Desde Berlín (AFP)
Merkel, canciller del clima cada vez más criticada
Angela Merkel, a la que se solía describir como la canciller del clima, se niega a preparar el abandono del carbón o de los motores de combustión, a pesar de que Alemania podría incumplir sus objetivos de reducción de emisiones contaminantes.
14 de noviembre de 2017
Imagen de una escultura representando a refugiados climáticos creada por el artista danés Jens Galschiot en Bonn, Almania, el 8 de noviembre de 2017 - AFP/AFP
Angela Merkel, a la que se solía describir como "la canciller del clima", se niega a preparar el abandono del carbón o de los motores de combustión, a pesar de que Alemania podría incumplir sus objetivos de reducción de emisiones contaminantes.
"No es tan diferente de Donald Trump. Bueno, sí: por lo menos Trump es honrado", lamentaba hace poco el semanario Die Zeit en una dura crítica contra Merkel, a la que calificó de "comediante" de la lucha contra el cambio climático.
La canciller prometió el sábado buscar "nuevas medidas" para cumplir con su promesa de disminuir en un 40% las emisiones de gas de efecto invernadero de Alemania en 2020 respecto a 1990. En 2016, esa reducción sólo alcanzaba el 28%.
Merkel también insistió en su compromiso con "el corazón industrial" del país, y afirmó que los defensores del clima no lograrán nada si "las acerías, las fábricas de aluminio o las fundiciones se trasladan ahí donde las reglas medioambientales son menos estrictas".
La canciller no habló, sin embargo, de las centrales de carbón ni de los motores de combustión, dos de los principales escollos en las negociaciones para formar gobierno con los liberales y los Verdes.
- Carbón contra nuclear -
Ese silencio llama especialmente esta semana, cuando Bonn acoge la 23ª conferencia de la ONU sobre el clima (COP23), donde Merkel se expresará junto con el presidente francés Emmanuel Macron.
En el ámbito climático "éramos los pioneros y ahora tenemos retraso", lamenta Claudia Kemfert, especialista en política energética en el instituto alemán DIW, que al igual que muchos expertos y asociaciones pide abandonar el carbón de forma progresiva.
Hasta unas 50 grandes empresas, entre ellas Siemens, Adidas y Deutsche Telekom, reclamaron una programación "firme y socialmente responsable" del cierre de las centrales de carbón, coincidiendo por una vez con la oenegé Greenpeace.
A pesar de esos llamamientos, los conservadores y los liberales no quieren fijar ningún plazo para renunciar a una energía barata que suministra el 40% de la electricidad consumida en Alemania, y los Verdes acaban de abandonar la fecha límite de 2030 que defendían durante su campaña.
El carbón, asociado históricamente a la prosperidad alemán, sigue considerándose como ineludible tras la decisión de abandonar la energía nuclear antes de 2022, tomada en 2011 a raíz de la catástrofe de Fukushima.
Es cierto que las energías renovables ganaron terreno en los últimos años, alcanzando el 31,7% del consumo de electricidad alemana en 2016, pero siguen presentando inconvenientes relacionados con su carácter intermitente y la dificultad de transportar la producción desde el norte, barrido por el viento, hasta el sur industrial.
- 'Perjudicar a todos' -
La futura coalición gobernante deberá abordar otro asunto espinoso: su política respecto a la industria automovilística.
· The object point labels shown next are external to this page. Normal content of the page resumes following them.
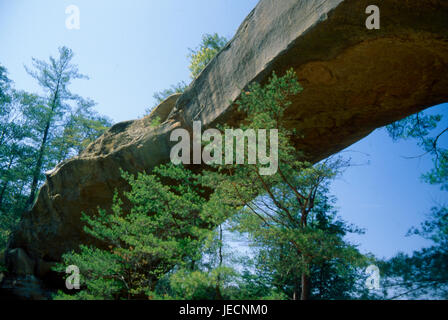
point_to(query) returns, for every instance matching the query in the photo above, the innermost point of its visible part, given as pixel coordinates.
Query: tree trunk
(40, 156)
(5, 184)
(38, 167)
(305, 287)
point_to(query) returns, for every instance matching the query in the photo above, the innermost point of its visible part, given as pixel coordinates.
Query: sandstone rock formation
(355, 80)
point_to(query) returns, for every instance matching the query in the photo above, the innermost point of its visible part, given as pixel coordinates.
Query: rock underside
(355, 80)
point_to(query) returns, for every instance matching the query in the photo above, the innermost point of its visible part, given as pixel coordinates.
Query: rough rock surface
(355, 80)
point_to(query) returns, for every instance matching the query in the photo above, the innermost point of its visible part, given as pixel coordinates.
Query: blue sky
(132, 49)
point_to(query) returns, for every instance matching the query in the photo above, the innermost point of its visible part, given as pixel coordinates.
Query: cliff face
(355, 80)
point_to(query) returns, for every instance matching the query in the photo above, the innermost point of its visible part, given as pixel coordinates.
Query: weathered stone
(354, 79)
(18, 261)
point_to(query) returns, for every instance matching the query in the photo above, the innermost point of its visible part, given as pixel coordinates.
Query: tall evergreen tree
(54, 77)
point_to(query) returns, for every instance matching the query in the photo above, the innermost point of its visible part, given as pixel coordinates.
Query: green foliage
(287, 215)
(164, 227)
(160, 96)
(37, 132)
(166, 238)
(422, 127)
(425, 272)
(199, 58)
El nuevo ejecutivo deberá tener en cuenta al lobby de los constructores, los 800.000 empleos en juego en Alemania y el impacto medioambiental del sector.
Merkel luchó durante tiempo en Bruselas para limitar las normas medioambientales impuestas a la industria, pero tuvo que endurecer el tono tras la revelación del escándalo de los motores diésel trucados hace dos años.
Pese a todo, la canciller, al igual que la mayoría de la clase política alemana, no quiere programar el final de los motores térmicos, a diferencia de países como Noruega o Francia.
Los coches eléctricos no logran seducir a los alemanes, y Berlín asegura que el diésel, que emite menos CO2 que los motores de gasolina, es indispensable para respetar los objetivos climáticos.
Asociaciones y científicos alemanes llevan meses pidiendo al gobierno que actúe, invirtiendo por ejemplo en las tecnologías verdes o respaldando un precio mínimo del carbono para incitar a contaminar menos.
"Prometer, aplazar, abandonar: esa es la política habitual", critica Hans Joachim Schellnhuber, director del Instituto de Potsdam para la investigación sobre el cambio climático.
Para él, el problema de los dirigentes alemanes es que "no quieren herir a nadie ahora, ni el empleado de una central de carbón, ni el que ensambla motores diésel", a riesgo de "acabar perjudicando a todo el mundo mañana".